The speech’s main takeaway is to ‘learn how to think’. In other words, you can choose how you think about something. You can choose to react to a situation by jumping to conclusions and judgements – it’s easy to let your anger explode onto the entitled, fucking asshole that dangerously just cut you off in peak hour traffic.

An alternative route of thought and reaction is to just fucking take a second and let it the fuck go. You can choose to be empathetic and think, “Hey, that person might have a dad with Alzheimer’s and he’s escaped from their house. Someone has just found him wandering several miles away and now this person needs to get to him fast because their dad is lost and scared, and so are they.’ It seems unlikely, but I’ve been that asshole for that reason… and I’ve also been an asshole for no good reason at all.

Where is the rage going to get you when you let it take over? I have let my rage ruin countless days, push people away, make dents in my wall and ultimately make me hate myself even more.

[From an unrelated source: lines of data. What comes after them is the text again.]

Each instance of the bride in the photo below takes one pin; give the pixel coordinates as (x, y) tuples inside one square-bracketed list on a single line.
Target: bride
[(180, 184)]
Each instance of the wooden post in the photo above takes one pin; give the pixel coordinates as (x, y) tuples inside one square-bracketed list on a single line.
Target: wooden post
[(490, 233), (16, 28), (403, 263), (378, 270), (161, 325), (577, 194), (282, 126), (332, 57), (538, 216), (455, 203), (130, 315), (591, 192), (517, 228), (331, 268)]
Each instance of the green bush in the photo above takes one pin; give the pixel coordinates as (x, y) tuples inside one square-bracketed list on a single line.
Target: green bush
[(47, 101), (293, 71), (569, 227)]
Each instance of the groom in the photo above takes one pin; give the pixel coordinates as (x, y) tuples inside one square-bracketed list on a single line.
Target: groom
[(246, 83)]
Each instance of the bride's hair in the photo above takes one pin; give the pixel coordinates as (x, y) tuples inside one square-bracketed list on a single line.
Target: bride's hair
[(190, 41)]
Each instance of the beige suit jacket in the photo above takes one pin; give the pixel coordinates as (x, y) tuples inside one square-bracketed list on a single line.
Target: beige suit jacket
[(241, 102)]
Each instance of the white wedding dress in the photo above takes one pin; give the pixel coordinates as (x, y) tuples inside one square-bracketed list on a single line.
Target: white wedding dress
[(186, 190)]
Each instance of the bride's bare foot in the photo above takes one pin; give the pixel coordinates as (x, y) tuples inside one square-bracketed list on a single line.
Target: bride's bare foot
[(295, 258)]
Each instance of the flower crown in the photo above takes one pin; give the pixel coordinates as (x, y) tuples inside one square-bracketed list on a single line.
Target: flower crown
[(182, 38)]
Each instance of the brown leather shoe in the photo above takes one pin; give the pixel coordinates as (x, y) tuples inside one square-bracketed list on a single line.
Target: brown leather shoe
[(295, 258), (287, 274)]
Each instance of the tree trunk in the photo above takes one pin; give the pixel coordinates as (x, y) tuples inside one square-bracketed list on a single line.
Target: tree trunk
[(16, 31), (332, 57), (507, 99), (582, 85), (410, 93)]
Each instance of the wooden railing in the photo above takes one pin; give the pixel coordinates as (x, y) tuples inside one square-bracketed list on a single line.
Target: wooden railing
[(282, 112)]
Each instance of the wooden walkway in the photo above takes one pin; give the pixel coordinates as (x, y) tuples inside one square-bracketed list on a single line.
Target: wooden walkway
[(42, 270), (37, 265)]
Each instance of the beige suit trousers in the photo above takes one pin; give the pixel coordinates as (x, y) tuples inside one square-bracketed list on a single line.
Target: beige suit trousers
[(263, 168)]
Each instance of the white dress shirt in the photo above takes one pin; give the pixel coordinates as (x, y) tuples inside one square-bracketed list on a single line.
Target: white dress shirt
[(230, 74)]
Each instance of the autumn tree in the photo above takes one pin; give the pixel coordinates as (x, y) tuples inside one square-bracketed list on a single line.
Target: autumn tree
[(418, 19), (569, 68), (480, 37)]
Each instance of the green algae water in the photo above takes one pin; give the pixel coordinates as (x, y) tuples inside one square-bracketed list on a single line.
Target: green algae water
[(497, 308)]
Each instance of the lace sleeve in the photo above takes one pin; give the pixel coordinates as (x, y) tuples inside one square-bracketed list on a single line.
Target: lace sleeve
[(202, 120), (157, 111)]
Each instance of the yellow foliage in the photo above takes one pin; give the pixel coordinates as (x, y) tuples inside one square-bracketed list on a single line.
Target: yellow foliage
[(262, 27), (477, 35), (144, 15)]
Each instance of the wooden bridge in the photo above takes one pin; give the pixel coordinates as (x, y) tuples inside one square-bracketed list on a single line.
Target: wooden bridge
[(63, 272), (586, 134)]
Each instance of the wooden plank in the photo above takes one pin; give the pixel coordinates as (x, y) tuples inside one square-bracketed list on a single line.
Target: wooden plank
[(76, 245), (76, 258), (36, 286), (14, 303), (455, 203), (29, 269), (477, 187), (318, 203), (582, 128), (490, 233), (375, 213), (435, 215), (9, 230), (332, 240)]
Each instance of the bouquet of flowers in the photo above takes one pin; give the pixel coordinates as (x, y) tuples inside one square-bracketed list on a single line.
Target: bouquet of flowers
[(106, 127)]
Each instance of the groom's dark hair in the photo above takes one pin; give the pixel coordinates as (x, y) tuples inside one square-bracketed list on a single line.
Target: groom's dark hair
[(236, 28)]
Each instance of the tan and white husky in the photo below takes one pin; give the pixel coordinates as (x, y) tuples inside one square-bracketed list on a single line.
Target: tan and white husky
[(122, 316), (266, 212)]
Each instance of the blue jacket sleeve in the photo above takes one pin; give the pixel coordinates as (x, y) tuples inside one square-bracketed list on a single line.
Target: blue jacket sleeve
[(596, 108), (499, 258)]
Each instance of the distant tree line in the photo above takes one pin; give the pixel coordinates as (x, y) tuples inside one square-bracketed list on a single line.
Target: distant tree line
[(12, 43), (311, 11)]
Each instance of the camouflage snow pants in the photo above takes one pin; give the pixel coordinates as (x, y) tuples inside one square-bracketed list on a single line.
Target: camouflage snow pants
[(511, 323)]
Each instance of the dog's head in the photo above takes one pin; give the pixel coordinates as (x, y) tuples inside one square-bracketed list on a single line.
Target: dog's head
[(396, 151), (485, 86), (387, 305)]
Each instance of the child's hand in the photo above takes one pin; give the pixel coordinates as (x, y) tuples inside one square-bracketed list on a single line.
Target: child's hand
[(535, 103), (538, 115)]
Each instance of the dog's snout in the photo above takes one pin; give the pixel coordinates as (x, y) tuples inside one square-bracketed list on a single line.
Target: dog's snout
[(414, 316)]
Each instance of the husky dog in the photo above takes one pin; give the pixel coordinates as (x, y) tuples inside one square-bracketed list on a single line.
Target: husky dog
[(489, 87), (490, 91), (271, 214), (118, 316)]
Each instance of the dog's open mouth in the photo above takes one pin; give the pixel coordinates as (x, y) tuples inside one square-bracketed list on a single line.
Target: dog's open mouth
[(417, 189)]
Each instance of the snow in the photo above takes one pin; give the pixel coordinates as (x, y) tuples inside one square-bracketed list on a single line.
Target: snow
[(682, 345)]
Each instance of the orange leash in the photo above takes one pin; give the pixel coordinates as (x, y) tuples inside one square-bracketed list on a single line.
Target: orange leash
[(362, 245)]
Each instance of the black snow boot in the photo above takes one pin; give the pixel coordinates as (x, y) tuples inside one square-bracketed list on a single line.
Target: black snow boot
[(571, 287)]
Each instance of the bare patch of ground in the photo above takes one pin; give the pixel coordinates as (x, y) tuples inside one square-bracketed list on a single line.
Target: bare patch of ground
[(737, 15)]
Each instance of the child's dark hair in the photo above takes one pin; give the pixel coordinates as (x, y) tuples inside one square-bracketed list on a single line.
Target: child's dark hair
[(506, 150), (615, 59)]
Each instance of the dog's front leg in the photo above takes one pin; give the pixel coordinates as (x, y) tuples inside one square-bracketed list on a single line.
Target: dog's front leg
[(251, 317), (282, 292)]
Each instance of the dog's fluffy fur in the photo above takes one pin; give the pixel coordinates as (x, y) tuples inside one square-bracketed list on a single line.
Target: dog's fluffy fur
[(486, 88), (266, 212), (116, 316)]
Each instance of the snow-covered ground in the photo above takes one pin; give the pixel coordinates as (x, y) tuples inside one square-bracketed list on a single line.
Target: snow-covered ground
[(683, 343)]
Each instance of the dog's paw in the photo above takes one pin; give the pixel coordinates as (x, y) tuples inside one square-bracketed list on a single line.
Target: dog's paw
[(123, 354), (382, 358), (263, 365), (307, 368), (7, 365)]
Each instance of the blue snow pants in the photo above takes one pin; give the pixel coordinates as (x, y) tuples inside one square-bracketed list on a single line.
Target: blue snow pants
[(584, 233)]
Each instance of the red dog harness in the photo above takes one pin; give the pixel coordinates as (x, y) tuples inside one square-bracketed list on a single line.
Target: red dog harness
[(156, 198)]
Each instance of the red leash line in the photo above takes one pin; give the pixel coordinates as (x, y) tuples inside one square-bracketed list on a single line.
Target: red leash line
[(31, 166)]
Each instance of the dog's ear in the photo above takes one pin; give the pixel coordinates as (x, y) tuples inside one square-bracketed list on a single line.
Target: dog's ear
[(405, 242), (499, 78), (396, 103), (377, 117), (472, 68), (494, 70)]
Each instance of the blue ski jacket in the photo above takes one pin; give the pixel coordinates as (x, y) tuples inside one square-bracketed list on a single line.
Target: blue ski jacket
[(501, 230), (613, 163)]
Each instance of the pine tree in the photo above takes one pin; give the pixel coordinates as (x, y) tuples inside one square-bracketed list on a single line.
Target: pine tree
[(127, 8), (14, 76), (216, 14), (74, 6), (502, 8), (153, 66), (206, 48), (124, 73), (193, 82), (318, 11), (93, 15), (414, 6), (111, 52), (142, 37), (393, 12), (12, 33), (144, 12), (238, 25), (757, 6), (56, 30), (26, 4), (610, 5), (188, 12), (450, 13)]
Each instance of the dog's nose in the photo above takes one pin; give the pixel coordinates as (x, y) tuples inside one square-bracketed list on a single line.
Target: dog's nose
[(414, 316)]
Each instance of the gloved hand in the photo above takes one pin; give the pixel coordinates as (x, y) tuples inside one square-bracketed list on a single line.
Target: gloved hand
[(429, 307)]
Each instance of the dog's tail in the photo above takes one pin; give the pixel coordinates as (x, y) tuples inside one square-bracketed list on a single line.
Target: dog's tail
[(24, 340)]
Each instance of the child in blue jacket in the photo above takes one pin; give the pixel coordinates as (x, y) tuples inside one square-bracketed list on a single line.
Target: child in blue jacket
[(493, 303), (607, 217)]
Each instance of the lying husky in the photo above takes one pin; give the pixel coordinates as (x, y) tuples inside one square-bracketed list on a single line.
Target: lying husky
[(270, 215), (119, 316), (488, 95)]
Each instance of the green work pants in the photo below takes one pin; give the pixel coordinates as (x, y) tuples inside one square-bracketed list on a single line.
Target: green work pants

After reading this book, I began choosing how to think. This is an example of how I think on good days, ‘I have no idea why this shop assistant is being rude to me, but it’s likely not about me. This person is having a shit day or month or year and I feel for them. I hope their day gets better.’

On a bad day, I’ll let one tiny interaction completely derail my day. In turn, my petulance probably ruins other people’s days. Everyone loses.

I guess the wisdom of “This Is Water” is about living with others in a way to allows you to live with yourself. Having said that, David Foster Wallace tragically took his own life in 2008. He was only 46. He did not make it to “fifty, without wanting to shoot [himself] in the head.” But I think he really tried, which is all we can do.